The seven others had to do with medical or farming uses and faced no objection. More than 600 TC projects in all were up for approval later this week at the governors' year-end meeting.

 

Diplomats said the United States, France and Canada said the mere fact Syria was being probed over proliferation concerns meant that approving the plant study would be inappropriate.

 

In response, IAEA Director Mohamed ElBaradei noted there was no proof at this time of Syrian "non-compliance" with nuclear safeguards commitments and a country being "under investigation" was not legal grounds for denying civilian nuclear aid.

 

The intelligence is unverified and in "Iraq's case such claims were bonkers (mad)", Diplomats there quoted him as saying. US assertions Saddam Hussein had a doomsday weapons program led to the 2003 invasion of Iraq but proved unfounded.

 

Diplomats said ElBaradei suggested the Western stance was interfering with the agency's mandate to work professionally and impartially to foster peaceful nuclear energy for development.

 

The board normally decides issues by consensus, and votes are almost unheard of.

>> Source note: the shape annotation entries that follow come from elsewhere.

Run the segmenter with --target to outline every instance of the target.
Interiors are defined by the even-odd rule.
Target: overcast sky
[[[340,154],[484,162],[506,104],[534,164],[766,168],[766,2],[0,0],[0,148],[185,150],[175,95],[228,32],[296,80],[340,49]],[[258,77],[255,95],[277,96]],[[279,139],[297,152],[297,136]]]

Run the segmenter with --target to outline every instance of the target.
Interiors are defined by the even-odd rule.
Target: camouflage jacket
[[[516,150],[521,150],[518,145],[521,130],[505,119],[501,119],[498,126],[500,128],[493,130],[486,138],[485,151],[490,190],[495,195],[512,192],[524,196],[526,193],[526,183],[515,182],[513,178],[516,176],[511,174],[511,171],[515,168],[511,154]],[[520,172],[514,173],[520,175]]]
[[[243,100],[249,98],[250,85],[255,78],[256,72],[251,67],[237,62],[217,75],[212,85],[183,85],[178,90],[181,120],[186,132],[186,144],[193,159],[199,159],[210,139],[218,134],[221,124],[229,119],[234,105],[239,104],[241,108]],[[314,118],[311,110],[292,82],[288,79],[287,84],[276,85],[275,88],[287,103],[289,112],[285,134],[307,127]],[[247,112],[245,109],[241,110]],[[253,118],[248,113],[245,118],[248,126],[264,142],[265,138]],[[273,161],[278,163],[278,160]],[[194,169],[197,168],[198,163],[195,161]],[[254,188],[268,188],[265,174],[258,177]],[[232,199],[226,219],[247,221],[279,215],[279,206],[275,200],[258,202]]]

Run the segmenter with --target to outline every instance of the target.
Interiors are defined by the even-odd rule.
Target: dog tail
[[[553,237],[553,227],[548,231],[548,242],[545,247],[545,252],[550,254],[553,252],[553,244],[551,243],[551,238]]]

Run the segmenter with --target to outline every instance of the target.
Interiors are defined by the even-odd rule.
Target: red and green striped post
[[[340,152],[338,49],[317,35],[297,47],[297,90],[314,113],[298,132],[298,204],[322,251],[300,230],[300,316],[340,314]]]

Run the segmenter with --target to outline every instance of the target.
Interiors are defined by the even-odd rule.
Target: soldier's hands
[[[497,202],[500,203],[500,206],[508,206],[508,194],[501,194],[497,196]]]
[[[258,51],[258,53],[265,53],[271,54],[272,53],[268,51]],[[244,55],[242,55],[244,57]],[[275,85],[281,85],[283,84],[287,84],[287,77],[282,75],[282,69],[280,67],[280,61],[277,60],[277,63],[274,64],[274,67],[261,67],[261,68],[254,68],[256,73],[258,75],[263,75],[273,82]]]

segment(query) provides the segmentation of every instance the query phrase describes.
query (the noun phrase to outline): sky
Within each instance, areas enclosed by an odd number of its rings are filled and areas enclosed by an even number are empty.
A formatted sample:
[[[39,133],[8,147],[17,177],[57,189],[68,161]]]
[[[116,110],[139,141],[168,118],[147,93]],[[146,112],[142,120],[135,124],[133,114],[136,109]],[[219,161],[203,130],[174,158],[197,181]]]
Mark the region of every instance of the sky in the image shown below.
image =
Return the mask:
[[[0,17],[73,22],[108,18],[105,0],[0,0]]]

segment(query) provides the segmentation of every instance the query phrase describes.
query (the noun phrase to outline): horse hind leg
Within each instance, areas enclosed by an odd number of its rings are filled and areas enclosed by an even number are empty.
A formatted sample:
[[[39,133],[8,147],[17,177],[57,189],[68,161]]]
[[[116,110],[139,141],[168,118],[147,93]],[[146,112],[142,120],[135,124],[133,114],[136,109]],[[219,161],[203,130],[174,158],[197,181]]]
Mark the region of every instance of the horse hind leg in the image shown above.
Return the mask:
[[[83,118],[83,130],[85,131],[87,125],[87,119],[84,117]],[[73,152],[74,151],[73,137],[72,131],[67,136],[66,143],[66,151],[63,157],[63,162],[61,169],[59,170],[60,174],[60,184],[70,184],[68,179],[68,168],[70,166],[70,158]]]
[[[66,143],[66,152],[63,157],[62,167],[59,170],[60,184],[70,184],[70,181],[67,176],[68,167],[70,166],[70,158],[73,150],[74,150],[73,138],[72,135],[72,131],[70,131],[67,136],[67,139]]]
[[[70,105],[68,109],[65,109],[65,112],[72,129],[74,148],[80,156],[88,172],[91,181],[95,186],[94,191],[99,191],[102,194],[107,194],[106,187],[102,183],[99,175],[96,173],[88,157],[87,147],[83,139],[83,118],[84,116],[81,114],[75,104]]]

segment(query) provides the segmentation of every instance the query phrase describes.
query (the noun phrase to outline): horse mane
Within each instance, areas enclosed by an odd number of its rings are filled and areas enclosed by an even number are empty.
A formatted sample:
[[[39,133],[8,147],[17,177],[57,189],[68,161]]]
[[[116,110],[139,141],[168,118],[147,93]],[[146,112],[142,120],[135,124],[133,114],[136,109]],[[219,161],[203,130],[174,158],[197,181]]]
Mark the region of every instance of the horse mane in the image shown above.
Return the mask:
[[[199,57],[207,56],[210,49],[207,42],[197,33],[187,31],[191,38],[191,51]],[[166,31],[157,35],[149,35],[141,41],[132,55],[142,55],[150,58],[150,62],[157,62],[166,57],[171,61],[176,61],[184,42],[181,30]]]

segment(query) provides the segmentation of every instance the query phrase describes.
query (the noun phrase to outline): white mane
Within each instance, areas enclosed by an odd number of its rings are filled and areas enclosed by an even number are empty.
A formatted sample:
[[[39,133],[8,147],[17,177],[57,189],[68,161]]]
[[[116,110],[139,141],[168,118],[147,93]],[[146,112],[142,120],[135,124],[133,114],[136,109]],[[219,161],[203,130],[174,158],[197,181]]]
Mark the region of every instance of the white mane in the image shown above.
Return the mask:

The majority of board members are non-Western states but funding for TC projects comes mainly from Western coffers.

 

In 2006, governors decided by consensus to strip Iran of an IAEA safety design study at a heavy-water reactor project over concerns the plant could be secretly used to make plutonium. Iran says it will make radio-isotopes for medical care there.

 

But that decision was legally more clear-cut since Iran was already under UN sanctions over non-compliance with IAEA rules for failing to declare sensitive nuclear activity and denying inspectors full access to verify it was for peaceful purposes.

 

Unlike Syria, Iran has an active nuclear fuel production program. It has defied UN demands to suspend the work or open up to an IAEA inquiry into alleged atomic bomb research.